オリンピックデザイン全史 1896-2020

■収録内容
デザイナー紹介/エンブレム(制作過程/基本色パントン/デザインバリエーション)/タイポグラフィ(統一書体)/ピクトグラム(制作過程/各競技ピクトグラム/案内ピクトグラム)/イメージカラー/大会ルック(デザインと会場風景/市内風景)/マーク(バッジ/持続可能性/教育)/公式ポスター/公式刊行物(ガイドブック/パンフレット/プログラム/説明書/観戦ガイド/会場マップ/記録集/説明書/競技要綱集/報告書/選手村新聞など)/入場券(各種)/身分証(IDカード)/ユニフォーム/マスコット(制作過程/基本形/各競技)/メダル(入賞/参加)/賞状
■書誌情報
『オリンピックデザイン全史 1896-2020』
OLYMPIC GAMES THE DESIGN
マルクス・オスターヴァルダー [著] 
中川泉/戸田早紀/竹田純子 [訳]
2020年12月1日発売
発売記念特別定価:本体34,000円(税別)
【2021年4月1日より通常定価:本体38,000円(税別)】
ISBN 978-4-309-29073-7【体裁】
A4変型(288 x 209mm)/化粧函入り/オールカラー/全1560頁(1巻760頁/2巻800頁)

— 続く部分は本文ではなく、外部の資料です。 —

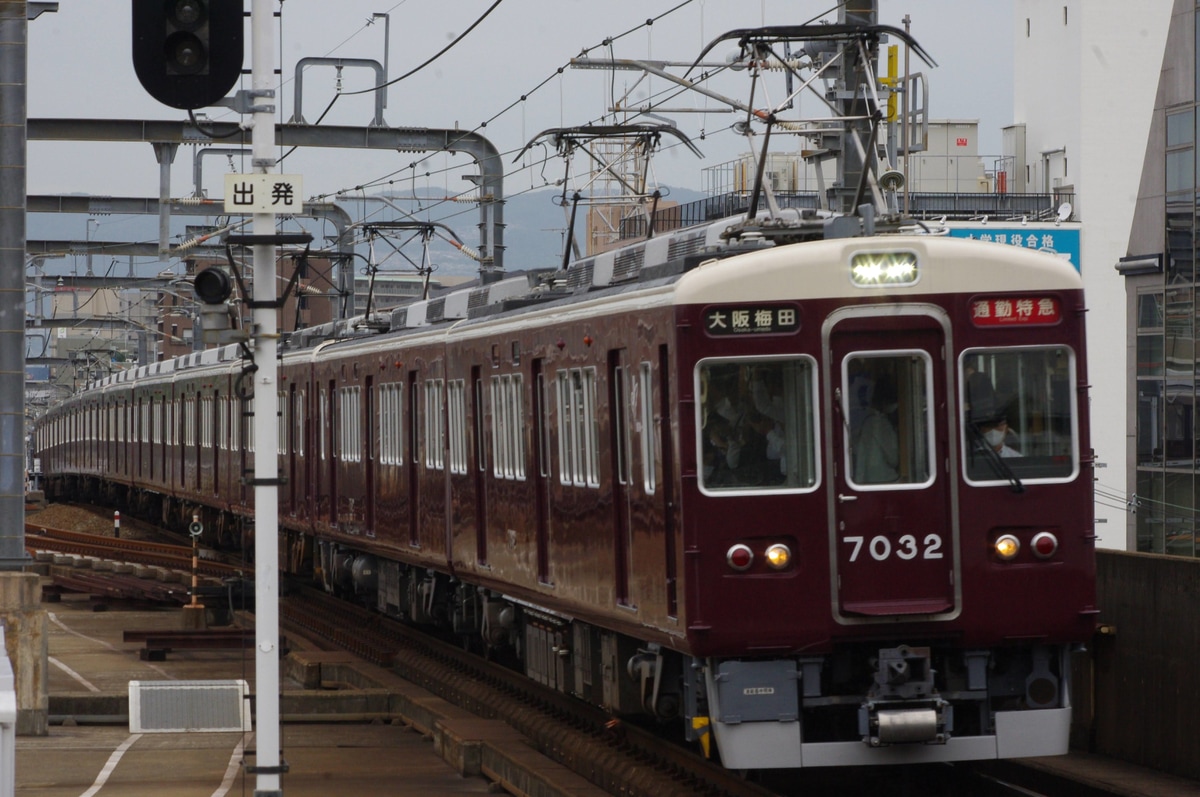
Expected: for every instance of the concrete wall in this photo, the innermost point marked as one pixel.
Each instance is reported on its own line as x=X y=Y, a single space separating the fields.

1巻 1896年アテネ大会~1984年ロサンジェルス大会
2巻 1988年カルガリー大会~2020年東京大会[注]
[注]2020 年東京オリンピックの章に収録されるデザインは、2020 年9月時点で2021 年7月に開催が予定されている第32 回東京大会のデザインを、本書編纂時点で公開されていたものに限り、一部収録いたします。
なお、同大会の開催が延期、中止などになった場合も返品、交換などには応じられませんので予めご了承ください。